Olde Sycamore wanted to subject the golf course to a Section 170(h) scenic easement, incidentally picking up a $10 million charitable deduction. See my blogpost “Valuable Consideration?” 10/3/12, for a similar gambit.

Olde Sycamore’s problem wasn’t the “ten dollars and other valuable consideration” boilerplate, but rather BV Jr and Harriet trying to play mix-and-match with the golf course.

Their deal with the fetchingly-named Smoky Mountains National Land Trust, n/k/a Southwest Regional Land Conservancy, a 501(c)(3) whose purpose was keeping unspoiled our national patrimony, included a provision allowing B V Jr. and Harriet to swap other land for the golf course, to which Smoky couldn’t unreasonably object, provided the conservation purpose was maintained.

The latter is designed to satisfy Section 170(h)(5) conservation purpose. But Judge Vasquez says that doesn’t satisfy the Section 170(h)(2)(C) perpetuity purpose. The two are separate. Section 170(h)(5) allows for a form of cy pres where changed circumstances make the originally donated property unsuitable for continued conservation purposes. But the property has to satisfy Section 170(h)(2)(C) to begin with, that is, subject to the restriction in perpetuity.

So the real issue is the Section 170(h)(2)(C) use requirement that a partial interest in real property must be restricted in perpetuity. And Judge Vasquez says this is a case of first impression, thus a Tax Court full-dress opinion is warranted.

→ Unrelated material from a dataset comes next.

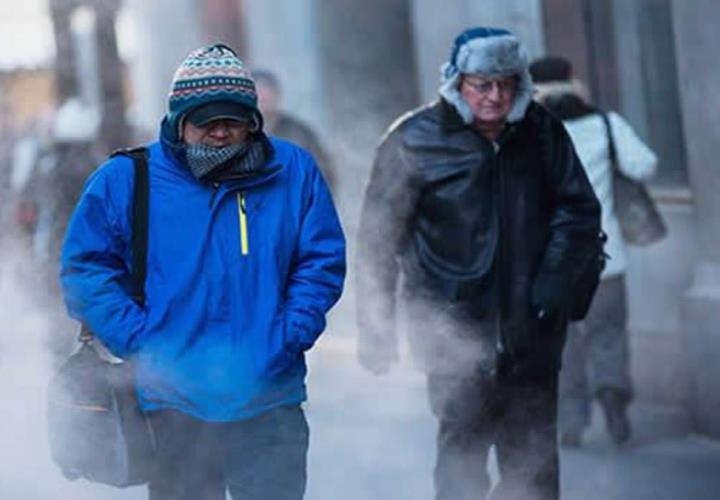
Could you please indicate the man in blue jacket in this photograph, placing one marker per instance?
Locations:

Judge Vasquez: “Petitioners [BV Jr and Harriet] argue it does not matter that the conservation easement agreement permits substitution because it permits only substitutions that will not harm the conservation purposes of the conservation easement. However, as discussed above, the section 170(h)(5) requirement that the conservation purpose be protected in perpetuity is separate and distinct from the section 170(h)(2)(C) requirement that there be real property subject to a use restriction in perpetuity. Satisfying section 170(h)(5) does not necessarily affect whether there is a qualified real property interest. Section 170(h)(2), as well as the corresponding regulations and the legislative history, when defining qualified real property interest does not mention conservation purpose. There is nothing to suggest that section 170(h)(2)(C) should be read to mean that the restriction granted on the use which may be made of the real property does not need to be in perpetuity if the conservation purpose is protected.

“We find it is immaterial that SMNLT must approve the substitutions. There is nothing in the Code, the regulations, or the legislative history to suggest that section 170(h)(2)(C) is to be read to require that the interest in property donated be a restriction on the use of the real property granted in perpetuity unless the parties agree otherwise. The requirements of section 170(h) apply even if taxpayers and qualified organizations wish to agree otherwise.” 140 T. C. 1, at pp. 19-20 (Footnote omitted).

So mixing-and-matching or swapping is out. And so is BV Jr’s and Harriet’s deduction.